Global Citizen and Your Importance

A global citizen is a person who is in involved in our developing world and contributes to the development of our world, preferably positively. A global citizen should be willing to stand for issues they believe are important and raise awareness of the issue for others to do the same. In the world we live in, we are all global citizens whether we recognize this or not. My reasoning for this is that we all (consciously or subconsciously) care about and advocate for issues we believe are important, whether it's something as small as what's being served in the cafeteria to something as huge as human rights violations. You may not think you're doing much by casually talking to your friends about society's problems, but you may plant ideas in their mind that were never there before. You may not think it's important enough to advocate the world about it, but they might.

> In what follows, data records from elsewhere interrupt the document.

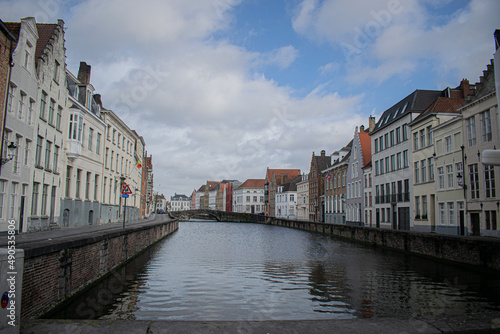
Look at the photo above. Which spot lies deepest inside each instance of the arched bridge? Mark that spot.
(218, 216)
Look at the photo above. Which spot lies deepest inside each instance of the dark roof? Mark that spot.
(11, 29)
(45, 31)
(417, 101)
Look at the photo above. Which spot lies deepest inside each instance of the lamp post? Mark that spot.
(12, 146)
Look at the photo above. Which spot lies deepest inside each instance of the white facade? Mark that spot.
(249, 197)
(285, 203)
(303, 198)
(22, 96)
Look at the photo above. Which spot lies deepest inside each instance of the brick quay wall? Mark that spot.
(476, 251)
(58, 269)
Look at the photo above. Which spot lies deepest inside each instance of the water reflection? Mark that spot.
(228, 271)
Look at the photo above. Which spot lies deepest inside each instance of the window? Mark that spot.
(68, 181)
(10, 98)
(78, 181)
(34, 199)
(489, 177)
(451, 213)
(56, 158)
(424, 207)
(423, 166)
(43, 105)
(51, 111)
(98, 144)
(56, 71)
(449, 176)
(491, 220)
(429, 136)
(27, 147)
(87, 186)
(58, 118)
(447, 144)
(91, 134)
(471, 131)
(442, 213)
(38, 152)
(417, 172)
(417, 207)
(441, 177)
(431, 168)
(48, 149)
(22, 99)
(45, 190)
(474, 181)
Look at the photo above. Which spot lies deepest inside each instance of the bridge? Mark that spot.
(220, 216)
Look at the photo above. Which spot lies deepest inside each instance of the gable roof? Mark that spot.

You may be asking yourself what you have to do with any of this, and that's a fair enough question honestly. Take my blog topic for example: sexual identities. By reading my blog (or learning information on this subject through other sources) you can educate yourself and eventually educate others on this subject. This could maybe spark some interest in their minds and cause them to do something great for the contribution to putting a stop to the  discrimination of lgbtqiap individuals. In other words, by subconsciously spreading awareness on a subject, you could be indirectly changing the world. Express your opinion (as long as it does not hurt anyone) because you never know what could come out of it.

Sunday 31 May 2015

History

There has been many ups and downs since the beginning of time when it comes to LGBTQIAP people. Yes, since the beginning of time itself there are known instances of gay couples. For example let's go back all the way to 5000 BCE: there has been rock art discovered that portrays homosexual male couples. Fast forward to approximately 1700 BCE: female figures have been interpreted into domestic relations. In 7th century BCE are the first known instances of  illegality of same- sex marriages in Greece, but life long partnerships were extremely common.
For the sake of this post I will be skipping history between then and 1933, which is the year which Adolf Hitler and the Nazi party began their rise. Between then and 1945, up to 15 000 homosexuals were sent to Nazi concentration camps and approximately 9 000 of them passed away there. It was not until 2002 that the German government appologized o the gay community.
In 1994, LGBT history month was set to February.
The Netherlands were first country to legally allow smae-sex marriage (2001) and the first same-sex marriage happened on April 1, 2001. (Canada was the fourth country to legalize same-sex marriage, this happened in 2005.) As of today, eightteen countries allow same-sex marriage.